Leaders in the European Union are beginning to publicly mull an invocation of the bloc’s Anti-Coercion Instrument (ACI) — a suite of punitive economic tools designed to deter third-party coercion. While the never-before-used tools were designed with China in mind, the US could soon find itself in the so-called economic bazooka’s crosshairs. So just how vulnerable is the US to the EU’s rocket launcher?
Firing Range
In some ways, very vulnerable. European investors are the single-largest foreign holders of US Treasurys and equities by far, with about $8 trillion in assets. That’s nearly double the rest of the world combined, according to a note this weekend from Deutsche Bank’s chief FX strategist, George Saravelos, which pointed out the US net international investment position is at record negative extremes. Theoretically, the threat of a mass sell-off gives the EU leverage — remember how “yippy” bond traders effectively rebuffed tariff rollouts last year? But that strategy would require extreme coordination among public entities and private investors and may amount to an act of mutually assured destruction. A more likely result here may be European investors following the example already set by Pimco earlier this year: a long, slow campaign to “sell America” as a hedge against future instability.

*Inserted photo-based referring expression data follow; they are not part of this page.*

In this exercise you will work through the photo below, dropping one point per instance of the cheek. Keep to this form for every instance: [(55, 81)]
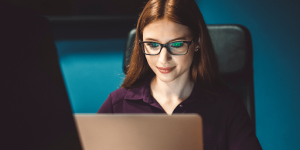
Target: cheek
[(151, 61)]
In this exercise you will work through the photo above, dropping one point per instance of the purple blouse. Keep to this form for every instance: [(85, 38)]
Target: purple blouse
[(226, 123)]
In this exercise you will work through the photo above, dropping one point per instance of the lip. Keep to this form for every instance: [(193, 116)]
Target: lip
[(165, 70)]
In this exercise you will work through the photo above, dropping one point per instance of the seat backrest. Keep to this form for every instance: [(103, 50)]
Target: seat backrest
[(233, 48)]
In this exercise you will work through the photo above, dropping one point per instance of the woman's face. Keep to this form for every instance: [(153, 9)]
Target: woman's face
[(169, 67)]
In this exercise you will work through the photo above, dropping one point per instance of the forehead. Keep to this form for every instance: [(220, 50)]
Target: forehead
[(165, 31)]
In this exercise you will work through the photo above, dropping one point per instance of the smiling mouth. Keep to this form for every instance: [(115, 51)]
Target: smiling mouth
[(165, 69)]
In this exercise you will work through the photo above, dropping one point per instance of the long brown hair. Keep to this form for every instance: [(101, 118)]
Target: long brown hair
[(204, 68)]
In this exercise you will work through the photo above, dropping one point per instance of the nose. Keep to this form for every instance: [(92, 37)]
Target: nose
[(164, 56)]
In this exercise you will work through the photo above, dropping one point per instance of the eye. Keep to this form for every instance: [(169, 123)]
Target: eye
[(153, 44), (176, 44)]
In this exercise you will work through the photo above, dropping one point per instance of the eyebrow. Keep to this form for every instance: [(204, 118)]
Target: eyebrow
[(179, 38)]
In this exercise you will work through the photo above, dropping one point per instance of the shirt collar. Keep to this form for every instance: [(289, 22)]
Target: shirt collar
[(143, 93)]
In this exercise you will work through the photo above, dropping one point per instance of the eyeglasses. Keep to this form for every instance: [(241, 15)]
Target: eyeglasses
[(174, 48)]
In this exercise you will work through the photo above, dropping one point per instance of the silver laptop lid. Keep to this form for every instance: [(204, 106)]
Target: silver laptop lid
[(140, 132)]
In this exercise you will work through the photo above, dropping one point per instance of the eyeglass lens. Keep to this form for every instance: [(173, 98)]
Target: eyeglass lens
[(174, 47)]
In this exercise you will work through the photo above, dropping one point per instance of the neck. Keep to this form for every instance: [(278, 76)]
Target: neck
[(172, 91)]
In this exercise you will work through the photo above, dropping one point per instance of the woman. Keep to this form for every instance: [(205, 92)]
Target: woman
[(173, 69)]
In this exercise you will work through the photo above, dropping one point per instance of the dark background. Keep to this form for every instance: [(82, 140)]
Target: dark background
[(274, 26)]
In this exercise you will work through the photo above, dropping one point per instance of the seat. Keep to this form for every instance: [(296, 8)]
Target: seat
[(233, 48)]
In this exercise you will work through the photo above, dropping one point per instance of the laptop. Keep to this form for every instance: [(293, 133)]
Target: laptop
[(140, 131)]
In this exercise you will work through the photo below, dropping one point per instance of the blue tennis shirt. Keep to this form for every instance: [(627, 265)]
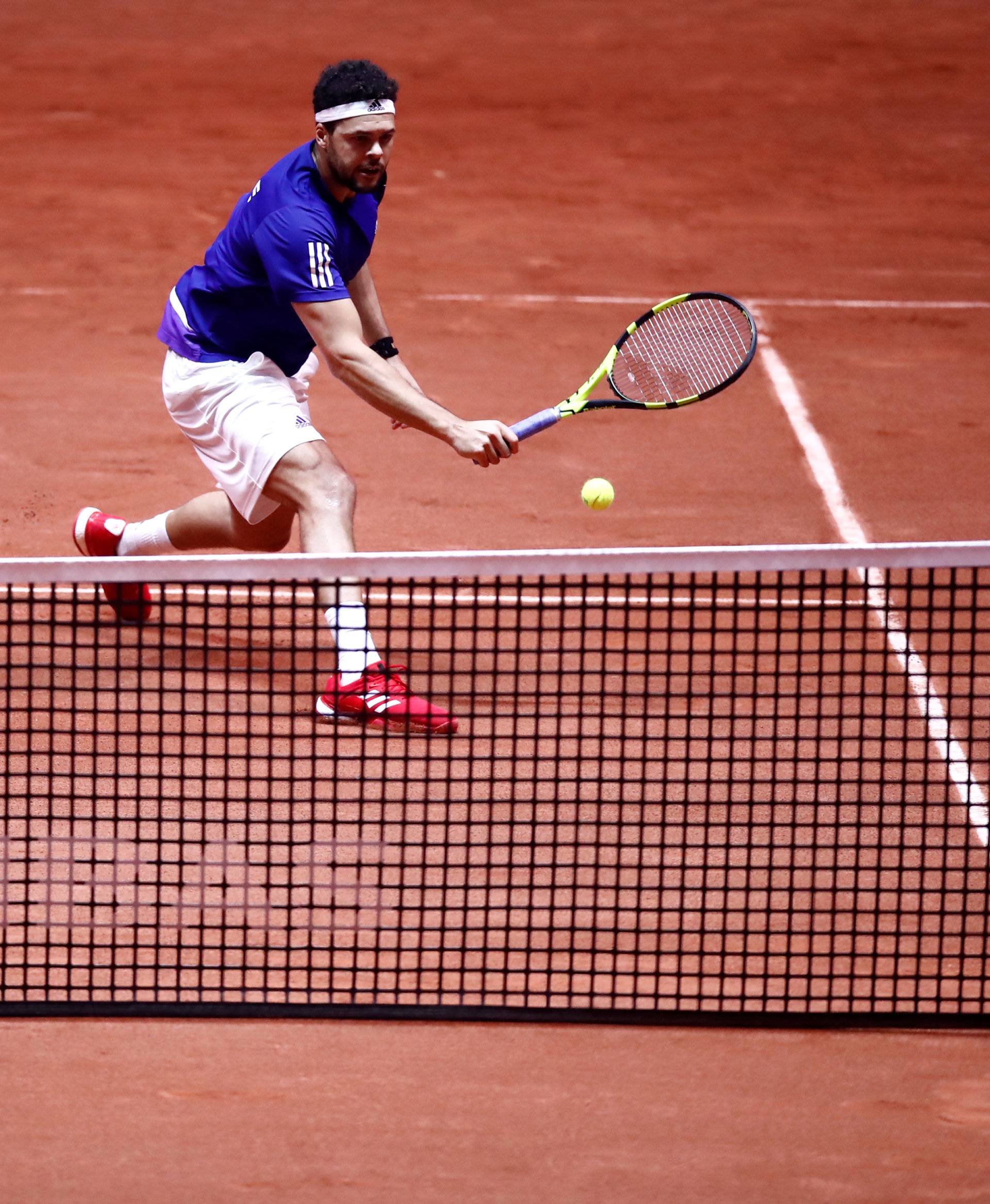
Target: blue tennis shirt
[(288, 240)]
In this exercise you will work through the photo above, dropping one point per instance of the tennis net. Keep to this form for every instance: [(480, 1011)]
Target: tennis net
[(699, 785)]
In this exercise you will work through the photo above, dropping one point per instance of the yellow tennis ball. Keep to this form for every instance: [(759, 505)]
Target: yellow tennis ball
[(598, 494)]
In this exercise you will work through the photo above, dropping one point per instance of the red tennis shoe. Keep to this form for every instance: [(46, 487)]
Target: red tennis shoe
[(99, 535), (382, 698)]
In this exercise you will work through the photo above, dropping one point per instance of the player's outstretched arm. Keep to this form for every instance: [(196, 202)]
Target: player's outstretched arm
[(337, 330)]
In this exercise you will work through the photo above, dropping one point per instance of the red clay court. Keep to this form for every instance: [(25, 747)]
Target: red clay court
[(558, 167)]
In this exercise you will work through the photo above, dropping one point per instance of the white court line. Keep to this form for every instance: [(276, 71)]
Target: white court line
[(264, 595), (971, 794), (512, 299)]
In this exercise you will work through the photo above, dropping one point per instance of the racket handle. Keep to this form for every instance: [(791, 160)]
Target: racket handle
[(537, 423)]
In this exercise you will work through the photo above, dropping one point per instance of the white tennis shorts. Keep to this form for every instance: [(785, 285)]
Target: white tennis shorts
[(242, 419)]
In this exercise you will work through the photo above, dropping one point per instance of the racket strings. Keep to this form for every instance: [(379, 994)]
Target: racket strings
[(687, 350)]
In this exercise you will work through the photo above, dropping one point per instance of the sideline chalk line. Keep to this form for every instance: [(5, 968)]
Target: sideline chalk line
[(971, 794), (752, 303)]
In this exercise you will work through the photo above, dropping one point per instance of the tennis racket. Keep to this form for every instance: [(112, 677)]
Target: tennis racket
[(680, 352)]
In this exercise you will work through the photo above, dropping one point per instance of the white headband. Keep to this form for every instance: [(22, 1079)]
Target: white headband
[(356, 109)]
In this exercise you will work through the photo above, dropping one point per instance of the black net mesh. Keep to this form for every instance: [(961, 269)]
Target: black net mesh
[(671, 796)]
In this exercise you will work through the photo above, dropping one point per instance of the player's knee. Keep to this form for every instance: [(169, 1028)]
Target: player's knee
[(275, 540), (326, 485), (309, 478)]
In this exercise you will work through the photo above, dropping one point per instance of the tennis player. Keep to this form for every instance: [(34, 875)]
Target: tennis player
[(289, 273)]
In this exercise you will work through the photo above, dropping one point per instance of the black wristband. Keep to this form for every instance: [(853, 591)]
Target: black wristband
[(385, 347)]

In the meantime, the ACI provides the tools for a much more targeted strike. Endorsed this week by French President Emmanuel Macron, the ACI was signed into law in 2023 and requires the vote of half of member states representing at least 50% of the EU population. Its levies could be a powerful force for deterrence:
- The ACI would enable the bloc to implement export controls, place tariffs on services and restrict access to financial markets. It could also bar foreign firms from public procurement opportunities.
- That places Silicon Valley squarely within the firing range of Europe’s ACI bazooka, with the industry deeply invested in selling its services in the market as well as scoring contracts within the continent’s public digital infrastructure.
It’s a MAD, MAD, World: In not-so-surprising fashion amid the global economic standoff between longtime allies, gold prices jumped on Monday, hitting an all-time high of $4,689 an ounce. Futures for the S&P 500 fell nearly 0.9% as markets were closed in the US for the Monday holiday. That tracks with estimates from analysts at Oxford Economics, who said Monday that a full-on EU-US trade war could trim 1% from US GDP at peak impact, while slowing global GDP growth to its lowest level since 2009. But fret not: Analysts at Evercore said this weekend that it’s the beginning of a “now-familiar ‘escalate-to-deescalate’ cycle” that should culminate in a less-destructive deal. And, of course, all the relevant world leaders are meeting this week at the World Economic Forum in Davos, Switzerland, where the vino at cocktail hour may yield more pointedly worded veritas than usual.